Avant son intervention, nous avons projeté le documentaire « Simone Veil, la loi d’une femme ».  Celui-ci mesure l’empreinte laissée par Simone Veil : la loi sur l’avortement qui porte son nom, son combat pour l’Europe, son action pour le devoir de mémoire de la Shoah. Il propose un lien entre son héritage personnel et ses champs d’action : son enfance, son éducation, sa mère, puis pendant l’adolescence, l’horreur d’Auschwitz.

 

Simone Veil est l’une des personnalités françaises les plus respectées.
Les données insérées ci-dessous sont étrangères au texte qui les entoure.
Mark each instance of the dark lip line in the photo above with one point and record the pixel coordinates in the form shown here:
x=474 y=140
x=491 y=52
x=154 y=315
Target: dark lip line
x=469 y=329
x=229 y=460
Son engagement l’a placée au-dessus des contingences politiques. « Simone Veil, la loi d’une femme » se propose de faire comprendre ce phénomène inhabituel et la femme exceptionnelle qui l’a rendu possible.

 

Un film de Caroline Huppert – Produit par Michel Rotman – Kuiv productions.

 

Madame Susskind, sous le coup de l’émotion de revoir cet extrait d’un des nombreux reportages consacrés à Madame Veil, a entamé son intervention.  Dans les 15 / 20 dernières années après que Simone Veil soit devenue une icône en France, de nombreux reportages très intéressant lui ont été consacrés.

 

Sa mère étant décédée du typhus peu avant la libération du camp d’Auschwitz, Simone et sa sœur ont dû reconstruire leur vie à Paris.  Celui qui allait devenir son mari était un énarque français.  Ils se sont mariés et ont eu rapidement des enfants.  Elle a ensuite repris des études de Droit et est devenue, à force de travail, Magistrate.  Elle a toujours souhaité travailler malgré le fait que son mari s’y était opposé au départ.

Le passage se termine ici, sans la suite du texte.